Win has asked for the wisdom of the Perl Monks concerning the following question:

Can anyone suggest a Perl script that will check the number of files in a folder and delete the oldest two files, if there are more than 20 files present in the folder? Somebody has kindly given me the following bit of code:
opendir my $d, $dir; my @f = sort { -M $b <=> -M $a } readdir $d; unlink @f[-0,1] if @f > 20;
Can anyone please expand this? Perhaps a detailed explanation. Or suggestions for improvement.

Replies are listed 'Best First'.
Re: No. files in folder
by saskaqueer (Friar) on Jun 23, 2005 at 10:27 UTC
    opendir my $dir, $dir;

    This line opens a handle (which is saved as $d) to the directory found at path $dir (so $dir could be defined as '/home/myuser/thedir').

    my @f = sort { -M $b <=> -M $a } readdir $d;

    This is the sort of line that shows what perl can do. There's a couple of things going on here, so we can break it down to see what's happening. This statement basically works backwards. First the readdir($d) generates a list of files and directories being read from the $d directory handle. If the directory at $dir contains foo1.dat, foo2.dat, subDir1, subDir2, foo3.dat, then you will get those 5 items listed through readdir(). This list of files is then passed to the sort routine, which is the part enclosed in curly braces. The -M $b <=> -M $a sorts the list of files by the last modified time of the file -- the end result from this sort will be the list of files read from the readdir(), which we are placing in the @f array. Because of the way we've sorted the list, the oldest files will be at the front of the array, with the newest files at the end.

    unlink @f[0,1] if @f > 20;

    As I said earlier, the @f array now contains the list of files, with the oldest files listed at the front of the array (so elements 0 and 1 would be your oldest 2 files). So the conditional statement on the size of @f checks to see if we have more than 20 files, and if so, executes unlink() on the first 2 entries to have them deleted.

    I'd probably rewrite the code as follows to also ensure we are only dealing with files, just in case you have any directories in that main directory we do not want to include.

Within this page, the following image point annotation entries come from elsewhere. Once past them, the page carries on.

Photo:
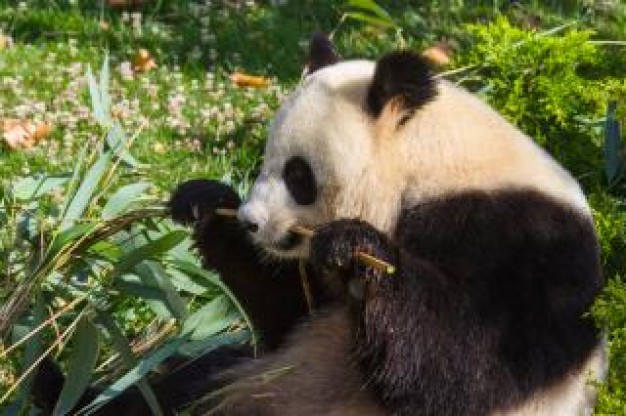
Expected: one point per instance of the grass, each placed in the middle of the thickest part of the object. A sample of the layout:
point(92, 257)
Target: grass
point(189, 120)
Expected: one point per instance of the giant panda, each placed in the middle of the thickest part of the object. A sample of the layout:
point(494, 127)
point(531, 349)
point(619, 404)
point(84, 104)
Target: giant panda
point(496, 257)
point(496, 260)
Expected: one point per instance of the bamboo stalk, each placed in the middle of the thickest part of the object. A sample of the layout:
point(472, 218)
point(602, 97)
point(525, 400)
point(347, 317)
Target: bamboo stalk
point(366, 259)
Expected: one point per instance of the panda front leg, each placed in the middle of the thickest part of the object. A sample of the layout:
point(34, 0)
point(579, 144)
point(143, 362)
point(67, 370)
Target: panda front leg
point(401, 335)
point(270, 293)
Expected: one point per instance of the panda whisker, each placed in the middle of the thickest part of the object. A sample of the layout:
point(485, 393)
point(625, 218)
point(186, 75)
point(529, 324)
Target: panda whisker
point(364, 258)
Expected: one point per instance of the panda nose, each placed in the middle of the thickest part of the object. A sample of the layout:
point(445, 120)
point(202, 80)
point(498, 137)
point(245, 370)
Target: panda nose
point(252, 217)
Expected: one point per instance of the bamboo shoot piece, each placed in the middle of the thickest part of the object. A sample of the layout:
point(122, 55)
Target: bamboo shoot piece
point(362, 257)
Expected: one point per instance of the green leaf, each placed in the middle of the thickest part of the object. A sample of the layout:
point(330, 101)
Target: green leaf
point(371, 13)
point(149, 250)
point(193, 348)
point(613, 159)
point(184, 282)
point(81, 365)
point(86, 190)
point(122, 346)
point(136, 374)
point(154, 273)
point(63, 238)
point(123, 198)
point(374, 20)
point(105, 99)
point(31, 353)
point(372, 7)
point(33, 187)
point(132, 284)
point(117, 141)
point(97, 104)
point(210, 319)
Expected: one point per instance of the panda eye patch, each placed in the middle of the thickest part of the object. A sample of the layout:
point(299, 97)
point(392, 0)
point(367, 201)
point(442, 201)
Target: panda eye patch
point(300, 181)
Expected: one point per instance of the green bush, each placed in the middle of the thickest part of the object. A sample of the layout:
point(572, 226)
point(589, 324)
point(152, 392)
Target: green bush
point(555, 85)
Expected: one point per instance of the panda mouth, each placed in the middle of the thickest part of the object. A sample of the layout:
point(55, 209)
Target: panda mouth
point(288, 242)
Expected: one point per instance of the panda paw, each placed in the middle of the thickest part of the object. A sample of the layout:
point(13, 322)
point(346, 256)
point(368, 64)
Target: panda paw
point(335, 246)
point(196, 200)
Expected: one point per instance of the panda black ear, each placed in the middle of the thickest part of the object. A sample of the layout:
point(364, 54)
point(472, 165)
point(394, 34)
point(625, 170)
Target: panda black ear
point(321, 53)
point(403, 76)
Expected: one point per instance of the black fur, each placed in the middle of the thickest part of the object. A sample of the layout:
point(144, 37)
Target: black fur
point(300, 181)
point(486, 308)
point(321, 53)
point(196, 199)
point(402, 75)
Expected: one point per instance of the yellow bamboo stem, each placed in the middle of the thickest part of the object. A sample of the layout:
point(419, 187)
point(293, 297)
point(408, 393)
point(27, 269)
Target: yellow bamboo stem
point(362, 257)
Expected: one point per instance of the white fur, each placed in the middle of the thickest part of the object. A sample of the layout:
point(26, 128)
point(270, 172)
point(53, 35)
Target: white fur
point(370, 169)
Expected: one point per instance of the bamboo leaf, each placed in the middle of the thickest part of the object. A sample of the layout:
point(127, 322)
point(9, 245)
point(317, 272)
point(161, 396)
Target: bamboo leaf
point(96, 100)
point(81, 365)
point(154, 272)
point(63, 238)
point(210, 319)
point(123, 198)
point(86, 189)
point(33, 187)
point(193, 348)
point(613, 161)
point(135, 375)
point(370, 13)
point(117, 141)
point(122, 346)
point(105, 99)
point(372, 7)
point(149, 250)
point(374, 20)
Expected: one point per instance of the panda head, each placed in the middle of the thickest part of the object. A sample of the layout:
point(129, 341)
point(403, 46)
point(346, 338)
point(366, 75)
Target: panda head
point(328, 151)
point(361, 139)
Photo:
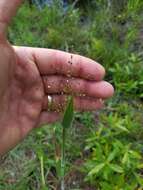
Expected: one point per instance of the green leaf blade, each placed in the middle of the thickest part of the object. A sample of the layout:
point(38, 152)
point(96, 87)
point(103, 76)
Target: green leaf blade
point(68, 115)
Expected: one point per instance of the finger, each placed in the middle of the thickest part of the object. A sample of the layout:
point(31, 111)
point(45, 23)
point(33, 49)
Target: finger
point(60, 84)
point(58, 62)
point(58, 103)
point(48, 117)
point(7, 11)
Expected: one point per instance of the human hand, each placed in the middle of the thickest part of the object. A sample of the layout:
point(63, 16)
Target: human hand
point(29, 75)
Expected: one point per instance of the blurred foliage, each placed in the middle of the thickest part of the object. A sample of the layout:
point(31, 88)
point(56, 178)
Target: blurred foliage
point(104, 148)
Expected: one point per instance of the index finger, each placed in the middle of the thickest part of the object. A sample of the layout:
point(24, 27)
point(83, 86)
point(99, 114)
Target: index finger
point(51, 62)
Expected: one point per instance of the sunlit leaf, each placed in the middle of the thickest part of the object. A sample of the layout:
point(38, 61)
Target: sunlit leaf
point(96, 169)
point(116, 168)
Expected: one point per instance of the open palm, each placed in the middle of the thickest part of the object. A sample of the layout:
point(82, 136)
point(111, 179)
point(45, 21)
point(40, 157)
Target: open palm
point(29, 75)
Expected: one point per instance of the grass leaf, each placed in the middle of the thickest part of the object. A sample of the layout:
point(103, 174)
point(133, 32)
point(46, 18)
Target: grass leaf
point(69, 113)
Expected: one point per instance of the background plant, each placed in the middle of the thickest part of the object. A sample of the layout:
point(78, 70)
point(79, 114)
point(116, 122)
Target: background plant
point(103, 147)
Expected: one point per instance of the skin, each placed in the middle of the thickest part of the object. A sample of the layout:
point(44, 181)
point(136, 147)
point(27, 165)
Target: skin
point(28, 75)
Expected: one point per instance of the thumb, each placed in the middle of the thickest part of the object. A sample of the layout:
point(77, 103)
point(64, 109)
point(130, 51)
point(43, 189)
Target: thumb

Warning: my perl is quite rusty, there is a good chance the following code will not run, and if it does, it may not work as expected.

    my $dir = '/path/to/the/files'; opendir(my $d, $dir) or die("opendir() failed: $!"); my @sort_files = sort { -M($b) <=> -M($a) } grep { -f($_) } readdir($d); unlink(map { "$dir/$_" } @f[0, 1]) if (@sort_files > 20);
Re: No. files in folder
by broquaint (Abbot) on Jun 23, 2005 at 10:44 UTC
    Since it's my code I guess I ought comment on it:
    opendir my $d, $dir;
    This should really have an or die for sanity and a more descriptive variable name than $d such as $dir_handle.
    my @f = sort { -M $b <=> -M $a } readdir $d;
    This sorts all the files in the directory by modification time in reverse chronological order, again, a more descriptive variable like @file_list would be better suited. It should also only grab files so a grep should be added i.e
    my @file_list = sort { -M $b <=> -M $a } grep -f, readdir $dir_handle;
    And finally:
    unlink @f[-0,1] if @f > 20;
    This removes the two oldest files if there are more than 20 elements in @f. This code is somewhat broken as the pathnames are not fully qualified, which could be done like so:
    use File::Spec 'catfile'; unlink map catfile($dir, $_), @f[0,1] if @file_list > 20;
    Also the negated zero in the original code was just a blip from knocking out a quick bit of code in the CB. So, in summary, this more thought out code would be better:
    use File::Spec 'catfile'; opendir my $dir_handle, $dir or die "Couldn't open '$dir': $!"; my @file_list = sort { -M $b <=> -M $a } grep -f, readdir $dir_handle; unlink map catfile($dir, $_), @f[0,1] if @file_list > 20;


Re: No. files in folder
by blazar (Canon) on Jun 23, 2005 at 10:16 UTC
    That's fine. But it will only work your pwd is $dir. Otherwise you will have either to move there or prepend it to the filenames. Personally I think that while opendir is great and necessary in some circumstances, it is quite often abused where a simple glob (which does an opendir, and a readdir, and all the dirty jobs for you behind the scenes) would suffice.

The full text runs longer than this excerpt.